Wednesday, July 8, 2009

Ya!, Aku Menunggu (PART II)

Pukul 06.30 dan aku bergegas mandi karena tidak sabar menantikan saat-saat yang mungkin paling berharga dihidupku.

"oh nak Hamdani" ucap ibu yang sedang berusaha menyalakan tungku, "oh ya, bapak tidak ada. dia pergi ke salah satu agen trevel untuk mengantar beberapa penumpang ke bandara."

Aku hanya dapat tersenyum dan mengangguk, yah paling tidak bersikap menghormati. Berpikir semalaman menguras tenagaku juga. Dan baiklah mungkin aku harus mandiri dan memang begitu seharusnya, aku disini hanya menumpang.

"kau mau kemana Hamdani" ibu membuatku sedikit terbangun lagi.
"oh, saya ingin mandi, apakah ada orang di kamar mandi sehingga ibu memanggil saya?"
"tunggu biar ibu memasakkan air ini untuk mu"
"oh tidak perlu bu. Lagian kali ini tidak sedingin kemarin kan bu" aku mencoba untuk tidak merepotkan ibu lagi.
"tidak apa, sebaiknya Hamdani duduk dulu disana sampai air ini mendidih" paksa ibu

Tentu aku tidak boleh angkuh wanita itu lebih tua dariku siapapun dan dari mana asalku aku tidak boleh angkuh, sekali lagi aku hanyalah pendatang. Daguku ku topang dengan tangan, kantuk mulai menggerogotiku dan ini membuat aku sedikit menggerutu kepada air yang sama sekali belum mendidih itu. Andai ada dispenser disini.

"ibu biasa melakukan ini" tanyaku untuk menghilangkan rasa kantukku
"ya, selalu....untuk Darmiwan"
"untuk Darmiwan" dahiku mengkerut dan kerutan itu terlihat jelas.
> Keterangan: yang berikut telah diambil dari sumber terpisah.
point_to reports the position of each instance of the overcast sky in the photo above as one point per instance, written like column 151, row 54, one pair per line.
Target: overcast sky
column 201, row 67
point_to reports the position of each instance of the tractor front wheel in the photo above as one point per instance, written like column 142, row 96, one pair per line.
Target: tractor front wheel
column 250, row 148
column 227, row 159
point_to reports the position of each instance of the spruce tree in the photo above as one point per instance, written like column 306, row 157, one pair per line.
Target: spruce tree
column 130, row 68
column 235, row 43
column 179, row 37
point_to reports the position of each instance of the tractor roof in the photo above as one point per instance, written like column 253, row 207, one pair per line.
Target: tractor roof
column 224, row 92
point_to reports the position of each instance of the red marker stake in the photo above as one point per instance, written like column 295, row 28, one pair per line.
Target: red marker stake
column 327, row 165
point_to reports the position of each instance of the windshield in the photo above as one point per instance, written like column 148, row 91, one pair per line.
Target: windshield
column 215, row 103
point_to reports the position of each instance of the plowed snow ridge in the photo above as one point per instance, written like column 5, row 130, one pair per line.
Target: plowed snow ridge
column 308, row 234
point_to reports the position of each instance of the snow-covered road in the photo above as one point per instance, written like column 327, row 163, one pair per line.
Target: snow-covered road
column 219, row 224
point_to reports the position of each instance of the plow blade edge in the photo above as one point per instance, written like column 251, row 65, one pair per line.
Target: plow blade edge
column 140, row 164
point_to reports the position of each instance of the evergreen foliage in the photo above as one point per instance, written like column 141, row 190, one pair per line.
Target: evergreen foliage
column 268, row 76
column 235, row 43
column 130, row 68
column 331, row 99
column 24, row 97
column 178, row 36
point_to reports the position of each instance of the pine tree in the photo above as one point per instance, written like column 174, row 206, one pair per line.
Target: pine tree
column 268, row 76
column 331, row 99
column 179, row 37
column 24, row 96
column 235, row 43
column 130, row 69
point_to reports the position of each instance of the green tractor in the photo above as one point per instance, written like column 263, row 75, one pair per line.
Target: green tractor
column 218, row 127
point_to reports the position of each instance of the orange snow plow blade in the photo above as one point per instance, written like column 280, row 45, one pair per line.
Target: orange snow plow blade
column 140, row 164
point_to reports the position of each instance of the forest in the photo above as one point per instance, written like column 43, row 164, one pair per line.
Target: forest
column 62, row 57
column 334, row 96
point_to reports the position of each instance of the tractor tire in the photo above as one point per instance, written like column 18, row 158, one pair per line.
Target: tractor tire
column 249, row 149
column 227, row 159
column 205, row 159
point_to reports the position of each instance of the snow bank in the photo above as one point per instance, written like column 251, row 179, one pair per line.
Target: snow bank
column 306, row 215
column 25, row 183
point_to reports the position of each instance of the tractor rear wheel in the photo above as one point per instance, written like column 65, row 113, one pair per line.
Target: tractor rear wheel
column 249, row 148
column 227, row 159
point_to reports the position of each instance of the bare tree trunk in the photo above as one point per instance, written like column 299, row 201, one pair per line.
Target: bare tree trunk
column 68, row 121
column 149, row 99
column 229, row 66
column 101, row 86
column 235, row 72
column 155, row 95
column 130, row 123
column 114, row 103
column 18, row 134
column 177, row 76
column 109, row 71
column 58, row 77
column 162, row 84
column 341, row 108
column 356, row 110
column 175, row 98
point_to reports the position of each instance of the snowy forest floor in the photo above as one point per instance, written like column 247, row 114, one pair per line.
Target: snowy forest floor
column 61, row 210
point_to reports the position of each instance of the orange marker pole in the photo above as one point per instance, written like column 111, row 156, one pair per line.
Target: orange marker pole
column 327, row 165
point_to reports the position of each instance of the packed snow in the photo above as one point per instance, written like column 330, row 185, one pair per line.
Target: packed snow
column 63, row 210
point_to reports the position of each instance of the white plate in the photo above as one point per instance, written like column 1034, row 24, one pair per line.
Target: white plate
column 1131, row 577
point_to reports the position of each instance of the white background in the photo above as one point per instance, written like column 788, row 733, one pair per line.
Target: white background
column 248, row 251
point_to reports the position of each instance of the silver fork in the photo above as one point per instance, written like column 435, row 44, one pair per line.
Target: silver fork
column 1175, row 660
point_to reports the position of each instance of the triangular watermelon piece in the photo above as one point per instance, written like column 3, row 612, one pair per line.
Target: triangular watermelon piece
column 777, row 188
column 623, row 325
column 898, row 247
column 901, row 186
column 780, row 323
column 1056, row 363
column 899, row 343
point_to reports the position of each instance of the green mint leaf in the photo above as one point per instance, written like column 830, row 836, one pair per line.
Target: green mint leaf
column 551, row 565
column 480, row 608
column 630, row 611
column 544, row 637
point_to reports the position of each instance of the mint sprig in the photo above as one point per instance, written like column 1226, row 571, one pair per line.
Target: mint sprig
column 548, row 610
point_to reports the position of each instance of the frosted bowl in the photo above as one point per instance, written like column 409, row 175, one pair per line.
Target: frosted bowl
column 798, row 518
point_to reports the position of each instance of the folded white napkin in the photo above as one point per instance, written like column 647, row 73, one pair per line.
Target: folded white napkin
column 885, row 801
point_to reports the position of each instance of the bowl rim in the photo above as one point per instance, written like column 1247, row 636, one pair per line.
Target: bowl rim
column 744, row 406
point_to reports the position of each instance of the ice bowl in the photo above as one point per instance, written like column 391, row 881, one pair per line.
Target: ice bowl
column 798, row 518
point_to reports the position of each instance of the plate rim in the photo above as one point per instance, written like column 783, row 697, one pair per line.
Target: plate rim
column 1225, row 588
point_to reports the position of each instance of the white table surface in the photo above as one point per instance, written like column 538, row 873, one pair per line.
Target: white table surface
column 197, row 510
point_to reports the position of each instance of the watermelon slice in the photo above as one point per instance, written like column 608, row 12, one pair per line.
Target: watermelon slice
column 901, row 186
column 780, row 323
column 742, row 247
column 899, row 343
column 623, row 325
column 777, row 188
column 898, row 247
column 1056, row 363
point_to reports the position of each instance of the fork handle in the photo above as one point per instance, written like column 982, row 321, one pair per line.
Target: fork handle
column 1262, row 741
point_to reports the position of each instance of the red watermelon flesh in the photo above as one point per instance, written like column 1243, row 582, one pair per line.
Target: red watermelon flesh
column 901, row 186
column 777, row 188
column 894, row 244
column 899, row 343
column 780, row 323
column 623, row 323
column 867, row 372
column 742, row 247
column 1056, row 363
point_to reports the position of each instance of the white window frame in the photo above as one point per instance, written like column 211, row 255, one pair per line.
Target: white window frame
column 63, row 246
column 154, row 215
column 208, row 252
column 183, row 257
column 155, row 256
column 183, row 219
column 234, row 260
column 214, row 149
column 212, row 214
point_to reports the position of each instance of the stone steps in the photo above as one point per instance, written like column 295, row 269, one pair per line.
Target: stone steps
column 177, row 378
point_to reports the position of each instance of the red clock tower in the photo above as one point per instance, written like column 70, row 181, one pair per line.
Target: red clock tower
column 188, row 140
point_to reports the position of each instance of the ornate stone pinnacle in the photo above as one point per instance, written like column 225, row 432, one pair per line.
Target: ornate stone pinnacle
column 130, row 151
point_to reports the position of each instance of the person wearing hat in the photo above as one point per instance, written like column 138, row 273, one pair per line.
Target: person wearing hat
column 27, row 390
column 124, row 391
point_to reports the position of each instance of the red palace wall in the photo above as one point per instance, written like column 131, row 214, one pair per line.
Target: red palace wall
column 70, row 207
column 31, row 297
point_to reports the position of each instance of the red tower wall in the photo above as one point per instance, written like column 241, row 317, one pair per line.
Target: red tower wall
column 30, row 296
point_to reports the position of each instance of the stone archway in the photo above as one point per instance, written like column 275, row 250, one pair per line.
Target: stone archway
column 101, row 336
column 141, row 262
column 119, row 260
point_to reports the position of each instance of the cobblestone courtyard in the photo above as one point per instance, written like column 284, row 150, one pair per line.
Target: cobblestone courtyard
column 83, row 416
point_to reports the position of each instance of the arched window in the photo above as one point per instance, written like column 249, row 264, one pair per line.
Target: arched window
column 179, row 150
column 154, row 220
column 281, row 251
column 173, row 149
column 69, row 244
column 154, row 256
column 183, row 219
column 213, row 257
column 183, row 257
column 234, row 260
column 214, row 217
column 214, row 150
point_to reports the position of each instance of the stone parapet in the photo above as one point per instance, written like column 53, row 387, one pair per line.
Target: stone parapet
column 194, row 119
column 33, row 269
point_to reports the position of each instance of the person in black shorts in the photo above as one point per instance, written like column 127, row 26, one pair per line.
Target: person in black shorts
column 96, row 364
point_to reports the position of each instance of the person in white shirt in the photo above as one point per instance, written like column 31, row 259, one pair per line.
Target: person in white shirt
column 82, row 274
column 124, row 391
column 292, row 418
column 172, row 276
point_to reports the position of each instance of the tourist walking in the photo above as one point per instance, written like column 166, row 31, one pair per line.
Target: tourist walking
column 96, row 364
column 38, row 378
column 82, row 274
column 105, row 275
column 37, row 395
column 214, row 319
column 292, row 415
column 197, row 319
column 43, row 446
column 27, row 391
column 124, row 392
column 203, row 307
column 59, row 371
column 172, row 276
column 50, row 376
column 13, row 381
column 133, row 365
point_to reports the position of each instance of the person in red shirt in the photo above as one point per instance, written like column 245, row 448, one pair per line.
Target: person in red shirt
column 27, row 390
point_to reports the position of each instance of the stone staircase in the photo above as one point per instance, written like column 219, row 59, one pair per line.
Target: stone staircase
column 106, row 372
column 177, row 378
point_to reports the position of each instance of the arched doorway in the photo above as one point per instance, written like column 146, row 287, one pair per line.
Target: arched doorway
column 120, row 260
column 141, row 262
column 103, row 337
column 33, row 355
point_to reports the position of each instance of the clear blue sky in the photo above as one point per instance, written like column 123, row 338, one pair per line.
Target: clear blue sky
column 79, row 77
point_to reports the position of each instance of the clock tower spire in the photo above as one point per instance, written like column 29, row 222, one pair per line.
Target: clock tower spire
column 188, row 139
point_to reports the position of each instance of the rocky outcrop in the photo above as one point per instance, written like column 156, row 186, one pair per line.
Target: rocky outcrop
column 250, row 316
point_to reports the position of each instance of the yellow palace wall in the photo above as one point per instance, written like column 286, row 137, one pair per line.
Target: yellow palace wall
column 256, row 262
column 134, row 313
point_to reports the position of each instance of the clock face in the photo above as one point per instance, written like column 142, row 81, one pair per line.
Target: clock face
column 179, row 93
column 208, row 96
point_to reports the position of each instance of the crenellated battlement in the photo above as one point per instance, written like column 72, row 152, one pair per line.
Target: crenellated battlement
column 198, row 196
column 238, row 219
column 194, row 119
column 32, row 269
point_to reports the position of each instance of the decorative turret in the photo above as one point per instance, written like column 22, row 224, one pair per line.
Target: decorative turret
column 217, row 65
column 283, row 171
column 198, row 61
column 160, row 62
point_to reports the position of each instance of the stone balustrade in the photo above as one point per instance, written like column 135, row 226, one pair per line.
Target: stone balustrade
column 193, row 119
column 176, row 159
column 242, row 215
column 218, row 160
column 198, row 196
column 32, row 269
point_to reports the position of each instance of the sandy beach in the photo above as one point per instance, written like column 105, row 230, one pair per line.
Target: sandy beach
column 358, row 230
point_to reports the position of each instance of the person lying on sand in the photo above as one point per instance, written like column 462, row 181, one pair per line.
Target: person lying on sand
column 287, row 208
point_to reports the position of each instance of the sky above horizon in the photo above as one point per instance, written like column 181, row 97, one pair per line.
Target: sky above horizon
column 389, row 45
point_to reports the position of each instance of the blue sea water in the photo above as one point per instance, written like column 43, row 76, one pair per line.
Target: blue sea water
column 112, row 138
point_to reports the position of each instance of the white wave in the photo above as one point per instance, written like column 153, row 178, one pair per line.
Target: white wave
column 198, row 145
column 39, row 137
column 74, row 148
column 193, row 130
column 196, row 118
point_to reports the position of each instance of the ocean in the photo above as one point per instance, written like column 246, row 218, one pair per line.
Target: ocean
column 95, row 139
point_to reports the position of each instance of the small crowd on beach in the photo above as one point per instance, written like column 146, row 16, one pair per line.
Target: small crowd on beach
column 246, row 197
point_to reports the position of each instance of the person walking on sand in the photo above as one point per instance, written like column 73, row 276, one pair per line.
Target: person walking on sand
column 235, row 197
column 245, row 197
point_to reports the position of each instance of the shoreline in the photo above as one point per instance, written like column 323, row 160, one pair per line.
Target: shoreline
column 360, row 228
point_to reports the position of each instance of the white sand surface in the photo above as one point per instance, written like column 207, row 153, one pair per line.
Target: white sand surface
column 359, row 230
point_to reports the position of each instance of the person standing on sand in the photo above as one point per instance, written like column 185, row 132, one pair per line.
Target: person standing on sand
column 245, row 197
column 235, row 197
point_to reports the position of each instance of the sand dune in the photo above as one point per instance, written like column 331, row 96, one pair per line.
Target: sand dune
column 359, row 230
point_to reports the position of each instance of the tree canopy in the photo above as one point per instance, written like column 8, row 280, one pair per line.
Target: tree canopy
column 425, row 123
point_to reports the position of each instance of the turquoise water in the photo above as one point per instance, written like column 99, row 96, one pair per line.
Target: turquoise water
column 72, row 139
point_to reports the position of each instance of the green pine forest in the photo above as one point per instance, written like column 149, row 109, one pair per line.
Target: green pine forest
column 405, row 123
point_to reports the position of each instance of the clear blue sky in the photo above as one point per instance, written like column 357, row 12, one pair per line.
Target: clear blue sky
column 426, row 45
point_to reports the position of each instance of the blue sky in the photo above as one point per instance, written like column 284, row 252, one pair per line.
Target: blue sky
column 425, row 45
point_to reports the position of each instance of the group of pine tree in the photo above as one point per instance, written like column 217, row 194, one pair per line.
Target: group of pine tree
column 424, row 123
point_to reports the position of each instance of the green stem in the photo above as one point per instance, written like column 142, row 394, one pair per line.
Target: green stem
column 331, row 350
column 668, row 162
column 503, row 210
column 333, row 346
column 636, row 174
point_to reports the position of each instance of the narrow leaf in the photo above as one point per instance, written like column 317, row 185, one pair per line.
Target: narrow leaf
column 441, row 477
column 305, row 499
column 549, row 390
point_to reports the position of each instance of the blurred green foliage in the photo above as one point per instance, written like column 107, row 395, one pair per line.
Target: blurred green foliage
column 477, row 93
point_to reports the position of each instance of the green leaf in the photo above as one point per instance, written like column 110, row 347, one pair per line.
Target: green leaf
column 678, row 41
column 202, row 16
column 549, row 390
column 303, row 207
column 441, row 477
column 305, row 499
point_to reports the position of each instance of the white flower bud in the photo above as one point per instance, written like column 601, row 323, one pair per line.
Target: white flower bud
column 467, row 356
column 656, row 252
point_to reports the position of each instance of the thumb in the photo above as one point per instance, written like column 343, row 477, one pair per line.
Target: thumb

Aku bingung dan sedikit merasa aneh. Bukankah Darmiwan sedang merantau, lalu untuk Darmiwan siapa ibu memasak air. Entahlah nama Darmiwan bukan anak ibu dan bapak saja yang memiliki seperti Hamdani namaku yang sedikit pasaran di lingkungan pekerjaanku sebagai seorang karyawan Bank Swasta.

"Lalu sekarang Darmiwan dimana" mulutku mulai tidak bisa ku kendalikan akibat otakku yang bertanya-tanya.
"ada...dia ada..." ibu menjawab dengan sedikit ketus.
"oh...." aku menutup pembicaraan ini dengan tanpa banyak tanya.

Aku mencoba berjalan kedepan rumah mencari udara yang mungkin bisa membawa segala pertanyaan yang membuatku bingung menjauh. Kini aku terbuai dengan belaian-belaian angin pagi. Mereka memanjakanku dengan oksigen yang dapat kuhirup sebanyak-banyaknya. Namun tak lama berselang suara seorang wanita terdengar dan itu mengusik para angin. Aku pergi ke sumber suara dan terdapat air yang menguap disana.

"sekarang mandilah...sebelum kamu sakit..." ucap ibu sambil berjalan meninggalkanku.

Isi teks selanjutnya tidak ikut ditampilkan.